Closed subscriber space
Imagine you can enumerate the S<1000 possible subscribers. Just put a contract key on your subscriber contracts and do S lookupByKeys to check they are either inactive or don’t have a subscription at all.
External Subscription Management
Let’s say I have only a known fixed set of external processes that can add subscriptions - eg by virtue of managing subscriptions through a request-accept pattern so that the actual subscription is always submitted by the newspaper issuer.
In that case the off ledger process can sequence/coordinate the parallel subscription requests. The easiest way to do this would be to pre-allocate a subscription slots, each with a sequential integer ID as key. Say you start with N and whenever you fill up t*N
for some threshold 0<t<1
you allocate another ceiling(i*N)
for some increment 0<i
. The slots are empty at this point
When the subscription requests come in, the Java process matches them with slots thus avoiding any contention. If there more requests than free slots, there is no contention, but a short latency until more slots are allocated.
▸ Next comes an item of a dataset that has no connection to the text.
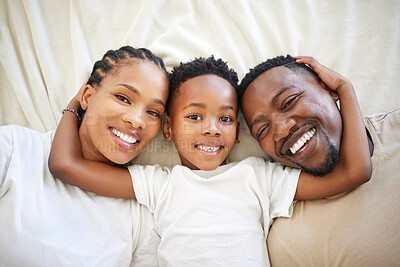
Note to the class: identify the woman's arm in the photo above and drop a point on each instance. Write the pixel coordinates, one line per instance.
(66, 161)
(354, 164)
Limitations to Parallelism
You can prove that with the other requirements in place, you cannot get full parallelism. Outline of the proof: Imagine subscription S is created at offset O. Let C_1 and TX_1 be the command for the correct non-existence transaction TX_1 at offset O-1. To have on-ledger guarantees would mean TX_1 needs to be accepted at O-1, but rejected at O+1. That means TX_1 either does a negative lookup on a key occupied by S, or it consumes something that the creation of S requires. But because we have an open universe of possible subscribers, the negative lookup cannot depend on the subscriber in S. And because we cannot rely on an off-ledger component for coordination, any artificial key (like a sequential integer), or any thing the creation of S would consume, would also have to be consumable by another subscription S’, whose creation would thus contend with S.
And that last part gives us the clue how to think about this: We cannot prevent there being an S’ that could content with S, but we can make it more or less likely by consuming (looking up) from a greater or smaller possible pool of things. In other words, we can shard the creation of subscriptions more or less.
A simple strategy is to define a number N of shards. For each N maintain a counter in a separate contract that you increment when you create a subscription in that shard and decrement when you remove it. To get a party’s shard, hash it. Eg sha256
modulo N. Now your non-existence check is N fetches and checking all counters are 0. To estimate your probability of collision, assume you generally have P commands in flight at a time. That means a given command overlaps with ~2P other commands. The probability of it going in the same shard is 2P/N. So if you want a 99% success rate on first try and have constant parallelism 10, you need 2000 shards, which is pretty expensive for the non-existence check.
You can make your sharding a bit more dynamic by building something like a binary search tree of all subscribers so that the chance of collisions decreases with the number of already existing subscribers.
But no matter your strategy, if your number of shards gets really large, you start having to decompose your non-existence proof. For example if you worked with the simple strategy and 10000 shards, I’d first run 10 transactions in parallel each checking no active subscriptions in 1000 shards each, and then one extra transactions to combine those results.